To bring the show, which premiered on Broadway in April 2003, to the Claire Trevor Theatre, UCI enlisted the help of a guest director. DJ Gray, a UCI alumna, just so happened to work on the original Broadway production.
Gray completed her undergraduate degree in visual art at UC San Diego, but while there found her passion for theater. She auditioned for UCI’s master of fine arts program straight out of UCSD and was accepted.
“I started late in life, but I knew this is what I wanted to be my career,” Gray said. “It was all fate. I put all my eggs in one basket. This is the only school I applied for.”
While at UCI, Gray was introduced to the competitive world of theater. She remembers spending hours in Winifred Smith Hall crying through the struggle. But it all paid off. Her maturity in acting, singing and dancing grew and helped her significantly when she graduated. She spent her first six years after graduation working in California regional theaters before moving out to New York City to try making it on Broadway. Though her training is in acting, she somewhat effortlessly found herself involved in dance. Her first job in New York was on the very first Broadway production of “Spelling Bee” as an associate choreographer. From there, she also worked as a choreographer on “Xanadu.”
Something about “Spelling Bee” resonated with her and she found herself working on regional productions of it. She loves that the show always changes, thanks to the inclusion of spellers chosen from the audience but especially thanks to the way each actor makes the character they play their own. Since the actors are playing elementary school-aged children, there’s a natural tendency to play them as caricatures. Throughout the rehearsal process, Gray has been encouraging her actors to find the depth and personality in their roles, and different things come up for everyone.
“Many full circles completed, ‘The Spelling Bee’ is about kids coming of age and struggling through that,” Gray said. “Being a young artist here, even though the feelings are more mature, it’s still the same struggle. So it’s interesting seeing [the actors] struggle and remembering all the time here crying and struggling. I wanted the career so much.”

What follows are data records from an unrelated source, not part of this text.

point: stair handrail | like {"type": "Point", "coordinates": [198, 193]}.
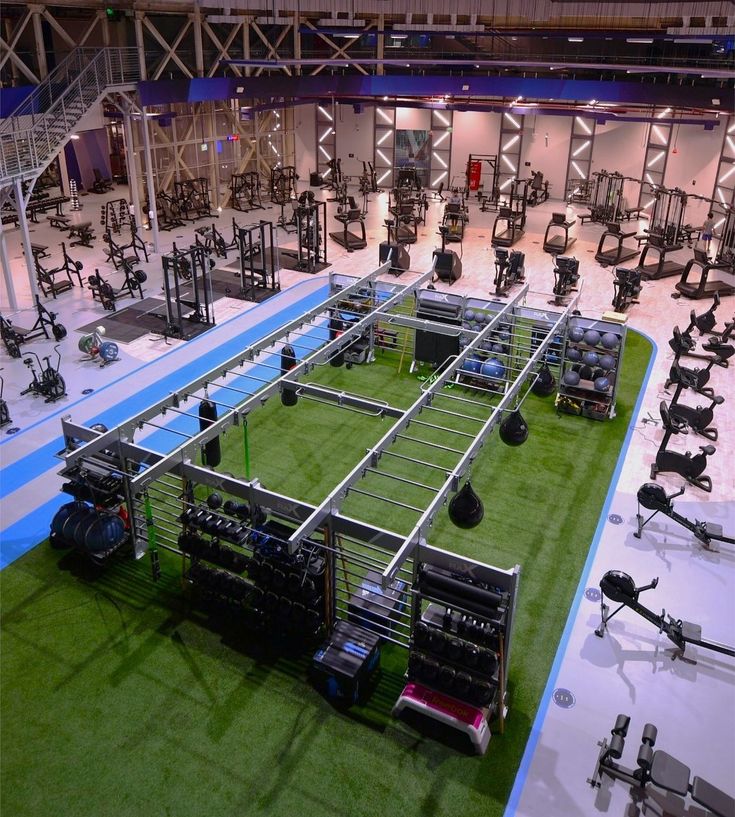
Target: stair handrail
{"type": "Point", "coordinates": [120, 65]}
{"type": "Point", "coordinates": [32, 146]}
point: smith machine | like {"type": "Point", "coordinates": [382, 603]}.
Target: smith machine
{"type": "Point", "coordinates": [663, 234]}
{"type": "Point", "coordinates": [607, 202]}
{"type": "Point", "coordinates": [187, 289]}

She studied musical theater under the production’s musical director Dennis Castellano, just like her current actors do now. Castellano is the head of the School of the Arts’ bachelor of fine arts program in musical theater, which is only three years old, but he’s been the musical director and a lecturer for 30 years. He received a graduate degree from UCI and graduated just as his advisor left the school. He took his job and has been here ever since, working on over 60 different musicals throughout his time as well as teaching musical-theater workshops in singing, dancing and musicianship. He also teaches the History of American Musical Theatre series.

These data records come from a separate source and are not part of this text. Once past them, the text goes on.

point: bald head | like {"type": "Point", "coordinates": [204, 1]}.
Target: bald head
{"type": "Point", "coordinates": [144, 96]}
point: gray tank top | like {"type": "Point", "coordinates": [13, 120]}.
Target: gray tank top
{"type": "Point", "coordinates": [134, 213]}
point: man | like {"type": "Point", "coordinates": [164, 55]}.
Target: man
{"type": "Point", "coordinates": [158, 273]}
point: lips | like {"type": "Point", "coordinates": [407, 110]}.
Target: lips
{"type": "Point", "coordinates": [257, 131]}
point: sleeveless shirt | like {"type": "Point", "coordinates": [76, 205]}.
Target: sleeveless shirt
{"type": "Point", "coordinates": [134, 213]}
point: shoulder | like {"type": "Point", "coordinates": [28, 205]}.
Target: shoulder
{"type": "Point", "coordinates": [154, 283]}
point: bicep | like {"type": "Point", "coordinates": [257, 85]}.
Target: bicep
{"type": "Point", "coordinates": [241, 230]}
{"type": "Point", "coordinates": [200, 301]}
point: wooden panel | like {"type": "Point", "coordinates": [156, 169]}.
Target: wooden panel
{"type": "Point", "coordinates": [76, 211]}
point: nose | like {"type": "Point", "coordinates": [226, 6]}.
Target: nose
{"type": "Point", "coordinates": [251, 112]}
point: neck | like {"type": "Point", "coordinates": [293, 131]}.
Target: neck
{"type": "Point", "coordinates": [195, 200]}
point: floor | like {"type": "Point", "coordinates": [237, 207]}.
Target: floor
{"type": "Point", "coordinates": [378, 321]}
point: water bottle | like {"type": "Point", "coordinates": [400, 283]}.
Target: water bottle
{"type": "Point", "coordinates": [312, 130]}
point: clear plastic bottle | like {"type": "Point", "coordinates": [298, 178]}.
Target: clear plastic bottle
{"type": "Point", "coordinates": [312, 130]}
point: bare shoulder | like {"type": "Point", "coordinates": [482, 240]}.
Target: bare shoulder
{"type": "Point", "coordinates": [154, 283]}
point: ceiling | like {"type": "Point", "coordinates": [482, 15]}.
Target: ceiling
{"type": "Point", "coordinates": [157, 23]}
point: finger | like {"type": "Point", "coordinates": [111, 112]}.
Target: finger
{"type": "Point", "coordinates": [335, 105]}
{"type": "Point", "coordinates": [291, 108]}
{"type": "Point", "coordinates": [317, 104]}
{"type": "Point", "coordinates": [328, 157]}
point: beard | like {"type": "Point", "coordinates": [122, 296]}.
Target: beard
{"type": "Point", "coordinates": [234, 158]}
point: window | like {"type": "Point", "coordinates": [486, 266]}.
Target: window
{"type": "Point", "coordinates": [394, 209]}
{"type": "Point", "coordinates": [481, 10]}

Leading up to “Spelling Bee,” Castellano was responsible for teaching the actors the music and working with them. During rehearsals, he leads them through warm-ups and plays the accompanying piano. He’s also responsible for coordinating the orchestra.

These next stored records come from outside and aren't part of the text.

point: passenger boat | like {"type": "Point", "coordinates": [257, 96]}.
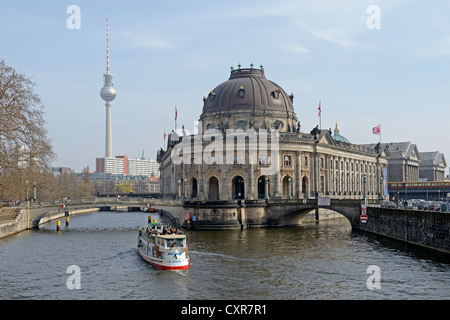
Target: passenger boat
{"type": "Point", "coordinates": [163, 247]}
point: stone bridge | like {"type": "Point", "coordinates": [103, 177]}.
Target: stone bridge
{"type": "Point", "coordinates": [262, 213]}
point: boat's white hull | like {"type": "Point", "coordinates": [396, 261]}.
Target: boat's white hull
{"type": "Point", "coordinates": [176, 264]}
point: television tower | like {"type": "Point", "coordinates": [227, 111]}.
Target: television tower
{"type": "Point", "coordinates": [108, 93]}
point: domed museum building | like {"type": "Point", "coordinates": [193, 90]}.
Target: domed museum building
{"type": "Point", "coordinates": [250, 149]}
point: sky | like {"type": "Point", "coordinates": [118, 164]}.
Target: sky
{"type": "Point", "coordinates": [368, 62]}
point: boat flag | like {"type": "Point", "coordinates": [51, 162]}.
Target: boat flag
{"type": "Point", "coordinates": [377, 129]}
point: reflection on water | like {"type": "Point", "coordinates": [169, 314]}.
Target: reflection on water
{"type": "Point", "coordinates": [313, 261]}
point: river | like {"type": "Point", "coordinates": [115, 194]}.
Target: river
{"type": "Point", "coordinates": [312, 261]}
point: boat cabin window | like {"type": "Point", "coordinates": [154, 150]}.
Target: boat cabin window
{"type": "Point", "coordinates": [175, 243]}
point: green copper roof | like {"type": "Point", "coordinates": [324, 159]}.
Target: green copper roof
{"type": "Point", "coordinates": [336, 136]}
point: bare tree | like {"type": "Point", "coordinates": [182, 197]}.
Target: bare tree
{"type": "Point", "coordinates": [25, 150]}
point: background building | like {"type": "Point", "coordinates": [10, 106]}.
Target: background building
{"type": "Point", "coordinates": [432, 166]}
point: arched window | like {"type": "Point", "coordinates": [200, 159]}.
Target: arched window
{"type": "Point", "coordinates": [213, 189]}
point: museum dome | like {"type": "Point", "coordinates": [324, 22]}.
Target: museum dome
{"type": "Point", "coordinates": [248, 100]}
{"type": "Point", "coordinates": [247, 89]}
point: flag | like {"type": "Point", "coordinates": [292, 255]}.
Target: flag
{"type": "Point", "coordinates": [377, 129]}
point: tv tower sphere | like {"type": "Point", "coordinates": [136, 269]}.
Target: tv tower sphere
{"type": "Point", "coordinates": [108, 93]}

But more than that, Castellano is the warm voice of encouragement, bringing the cast kumquats for snacks during one rehearsal and patiently working with them every step of the way, even outside of productions.
Aside from Gray and Castellano, UCI’s production of “Spelling Bee” is truly made by the cast. Each of the nine-person cast is showcased by distinctive quirks and songs. The cast’s strong vocals promise a great show as well. This show gives them the opportunity for improvisation and playing off the audience participants, as well as the vibe of the audience as a whole.
Compared to UCI Drama’s affection for experimental, dark productions, “Spelling Bee” is peppy and light. It’s a celebration of youthfulness and the young at heart. It’s the perfect choice for a spring musical. “Spelling Bee” provides audiences a great opportunity to support fellow students and be reminded that, while life can be chaotic, there is plenty of fun to be had.
“25th Annual Putnam County Spelling Bee” opens May 27 at 8 p.m. in the Claire Trevor Theatre. Student tickets are $9 with an ID.